The Chinese internet giant saw its shares hit as high as 767.5 Hong Kong dollars on Monday, rallying 11% at one point. That pushed the company’s market capitalization to 7.35 trillion Hong Kong dollars ($949 billion) on Monday.

Monday’s rally appeared to be propelled by bullish calls by two investment banks. In a research note, Citi raised its target price to 876 Hong Kong dollars from 734 Hong Kong dollars, a 14% rise from Monday’s close.

UBS also upped its price target on Tencent from 700 Hong Kong dollars to 830 Hong Kong dollars — that’s a more than 8% rise from Monday’s close.

But investors took profit on Tuesday, driving Tencent shares lower by around 5.48% to 724.50 Hong Kong dollars at 2.45 p.m. local time. The stock was down over 6% earlier in the day but pared some losses.

Investors are waiting for Tencent’s 2020 results for the fourth quarter and full year, which will be released in March.

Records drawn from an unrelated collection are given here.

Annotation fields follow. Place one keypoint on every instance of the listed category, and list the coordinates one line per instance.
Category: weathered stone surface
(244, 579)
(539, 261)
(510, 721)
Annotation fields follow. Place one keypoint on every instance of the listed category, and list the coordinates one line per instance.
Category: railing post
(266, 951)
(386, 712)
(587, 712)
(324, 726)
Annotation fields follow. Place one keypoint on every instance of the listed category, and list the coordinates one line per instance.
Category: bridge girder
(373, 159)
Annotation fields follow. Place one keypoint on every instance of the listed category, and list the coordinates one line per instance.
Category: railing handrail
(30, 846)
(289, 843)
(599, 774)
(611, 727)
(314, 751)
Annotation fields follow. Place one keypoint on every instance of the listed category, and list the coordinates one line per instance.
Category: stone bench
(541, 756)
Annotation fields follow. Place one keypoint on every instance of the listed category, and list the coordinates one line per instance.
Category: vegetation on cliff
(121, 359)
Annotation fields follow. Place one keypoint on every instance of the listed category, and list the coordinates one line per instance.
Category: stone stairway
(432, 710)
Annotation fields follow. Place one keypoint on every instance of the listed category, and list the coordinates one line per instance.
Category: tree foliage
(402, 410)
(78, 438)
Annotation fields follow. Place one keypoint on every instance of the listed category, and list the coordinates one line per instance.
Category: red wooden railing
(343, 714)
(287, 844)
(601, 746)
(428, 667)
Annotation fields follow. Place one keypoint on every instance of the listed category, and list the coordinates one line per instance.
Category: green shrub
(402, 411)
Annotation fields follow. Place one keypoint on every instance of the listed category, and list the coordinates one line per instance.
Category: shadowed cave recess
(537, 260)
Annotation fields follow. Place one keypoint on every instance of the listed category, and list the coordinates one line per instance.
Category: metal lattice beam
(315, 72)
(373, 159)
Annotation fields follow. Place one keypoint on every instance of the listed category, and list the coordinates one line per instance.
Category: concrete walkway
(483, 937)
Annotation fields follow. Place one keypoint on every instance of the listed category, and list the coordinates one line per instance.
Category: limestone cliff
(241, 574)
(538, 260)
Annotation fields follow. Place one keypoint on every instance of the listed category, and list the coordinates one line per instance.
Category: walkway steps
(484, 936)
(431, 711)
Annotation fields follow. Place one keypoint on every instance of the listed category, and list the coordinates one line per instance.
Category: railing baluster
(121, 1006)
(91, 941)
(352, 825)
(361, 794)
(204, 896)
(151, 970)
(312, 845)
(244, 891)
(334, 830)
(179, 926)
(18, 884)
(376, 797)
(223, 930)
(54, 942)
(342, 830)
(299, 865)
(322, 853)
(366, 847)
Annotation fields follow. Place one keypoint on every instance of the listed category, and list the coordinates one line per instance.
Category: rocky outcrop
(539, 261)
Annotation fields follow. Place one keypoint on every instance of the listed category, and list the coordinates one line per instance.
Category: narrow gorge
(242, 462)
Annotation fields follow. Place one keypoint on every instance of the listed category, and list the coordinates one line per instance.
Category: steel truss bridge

Analysts are expecting revenue to come in at 131.83 billion yuan (about $20.36 billion) for the December quarter, a 24.6% year-on-year rise, according to Refinitiv estimates. Net income is expected to grow nearly 29% to 32.85 billion yuan.

Tencent is known for its huge gaming business which analysts expect to have performed well in the fourth quarter. Revenue from smartphone games in particular are expected to grow 46% year-on-year to 38 billion yuan, helped by new title releases, according to a recent note from Jefferies.

Other analysts have also backed that up.

“We expect solid results in upcoming 4Q20, with strength in the game business overall,” Macquarie analyst Han Joon Kim said in a note published Jan. 19.

But Tencent has also been growing other areas of its business including advertising, cloud computing and financial technology via its WeChat Pay mobile payment system.

WeChat, in particular, has been a focus of investors.

Last week, Tencent announced that transactions on its WeChat Mini Programs rose more than 100% in 2020 from 800 billion yuan in 2019. The company did not reveal the 2020 figure. But it highlights the way that Tencent is trying to monetize and increase the stickiness of its messaging app WeChat, which is used by over a billion people.

Mini Programs are apps people can use within WeChat without having to leave the messaging app. They have been a key part of the growth of WeChat.

Though the monetization efforts of WeChat are still in the early stages, analysts see this as a long-term effort.

“We continue to find stronger emphasis on improving accessibility and functionality than monetization. We think lack of monetization of mini programs in 2021 is fine, as there is limited expectation of such embedded in earnings expectation anyways,” Macquarie’s Kim said.

“Rather, Tencent’s growing influence in on-line commerce activity will strengthen the stock’s long-term narrative and support its valuation multiple.”